«Я женат на маньчжурке», — уже после взятия Урги писал Унгерн князю Полтавану в настоящем, а не в прошедшем времени. Никакой обузы она для него не представляла, но он готовился к войне с китайцами, и ей не следовало оставаться его официальной женой. Скорее всего, объявление в газете имело целью вывести из-под удара не столько даже саму Елену Павловну, сколько влиятельных членов ее клана, прежде всего — генерала Чжан Кунъю. Унгерн и Семенов рассчитывали на его содействие в борьбе с китайскими республиканцами в Монголии, а он без того состоял на подозрении у Чжан Цзолина и впоследствии был убит по его приказу.
Детей от Унгерна у Елены Павловны, по всей видимости, не было. Однако в середине 1930-х годов, вскоре после выхода книжки есаула Макеева «Бог Войны — барон Унгерн», отрывки из которой перепечатывали многие эмигрантские газеты, в Париже появился «сын» главного героя. Явление Унгерна-младшего было обставлено в духе романтических легенд о бароне-мистике: юношу сопровождал загадочный латыш в костюме буддийского монаха. Он, должно быть, и привез его из Китая[63]. Обычно такие вояжи предпринимались для сбора пожертвований у легковерной публики, но чем занималась эта колоритная пара, кого посещала и куда потом делась, неизвестно.
Спустя шесть десятилетий в Гонконге одно время фигурировал второй «сын» барона. Владивостокская газета «Утро России» (15.10.1994) сообщала, что это «пожилой человек со слегка европейскими чертами лица, говорящий по-китайски и по-русски». Он раздавал интервью, причем охотно «делился подробностями личной жизни» отца, и намекал, что знает место, где тот зарыл золотой клад.

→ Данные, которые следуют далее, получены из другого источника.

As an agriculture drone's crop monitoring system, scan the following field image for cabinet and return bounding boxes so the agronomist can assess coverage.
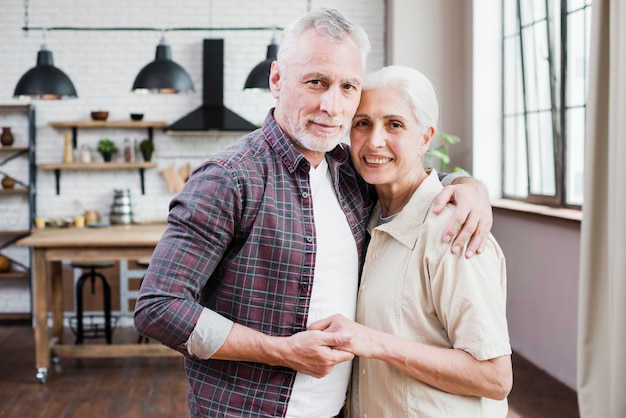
[42,120,167,194]
[0,104,36,319]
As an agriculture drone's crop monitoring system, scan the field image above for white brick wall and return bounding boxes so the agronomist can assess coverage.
[0,0,386,313]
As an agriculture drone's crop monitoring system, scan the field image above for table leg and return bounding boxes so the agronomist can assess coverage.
[32,248,49,383]
[50,261,64,344]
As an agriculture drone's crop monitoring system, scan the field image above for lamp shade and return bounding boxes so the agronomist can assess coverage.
[244,40,278,91]
[132,39,194,94]
[14,45,77,99]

Была еще «дочь» — якобы от первой жены-польки, с которой, по ее собственным рассказам (других свидетельств нет), Унгерн обвенчался в Петербурге, будучи еще юнкером Павловского училища. Неподалеку от Варшавы и сейчас живет его «внучка», в чью подлинность безоговорочно верит польский историк и журналист Витольд Михаловский, находящий в ней разительное сходство с дедом, но более убедительных доказательств их родства не существует.

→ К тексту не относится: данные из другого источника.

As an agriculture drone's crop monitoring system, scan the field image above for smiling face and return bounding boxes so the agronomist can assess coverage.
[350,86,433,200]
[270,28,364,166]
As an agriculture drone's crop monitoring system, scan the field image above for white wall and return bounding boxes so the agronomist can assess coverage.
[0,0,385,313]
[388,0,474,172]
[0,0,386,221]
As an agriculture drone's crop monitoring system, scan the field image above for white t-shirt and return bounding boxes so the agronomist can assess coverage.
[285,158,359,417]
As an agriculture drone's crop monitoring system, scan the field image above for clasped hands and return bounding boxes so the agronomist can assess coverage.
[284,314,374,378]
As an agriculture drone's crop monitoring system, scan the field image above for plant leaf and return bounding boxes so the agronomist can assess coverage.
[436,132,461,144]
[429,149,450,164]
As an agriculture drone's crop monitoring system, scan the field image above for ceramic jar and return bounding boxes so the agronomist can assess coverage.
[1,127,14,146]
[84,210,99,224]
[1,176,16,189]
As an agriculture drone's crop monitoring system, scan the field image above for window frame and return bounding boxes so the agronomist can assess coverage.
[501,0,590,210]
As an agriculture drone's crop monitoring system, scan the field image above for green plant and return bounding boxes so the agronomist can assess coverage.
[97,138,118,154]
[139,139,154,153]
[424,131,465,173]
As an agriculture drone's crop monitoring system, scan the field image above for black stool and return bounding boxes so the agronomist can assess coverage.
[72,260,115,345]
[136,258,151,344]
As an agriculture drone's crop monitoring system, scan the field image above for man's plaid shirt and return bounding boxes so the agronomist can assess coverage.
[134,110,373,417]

СМЕРТЬ ФУШЕНГИ. НОВЫЕ ПЛАНЫ
Эстляндец Александр Грайнер посетил Даурию в 1919 году. Будучи наслышан об эксцентричности земляка, при свидании с ним он тем не менее был поражен его позой и костюмом: «Передо мной предстала странная картина. Прямо на письменном столе, подобрав под себя ноги, сидел человек с длинными рыжеватыми усами и маленькой острой бородкой, с шелковой монгольской шапочкой на голове и в национальном монгольском платье. На плечах у него были эполеты русского генерала с буквами А. С., что означало «Атаман Семенов».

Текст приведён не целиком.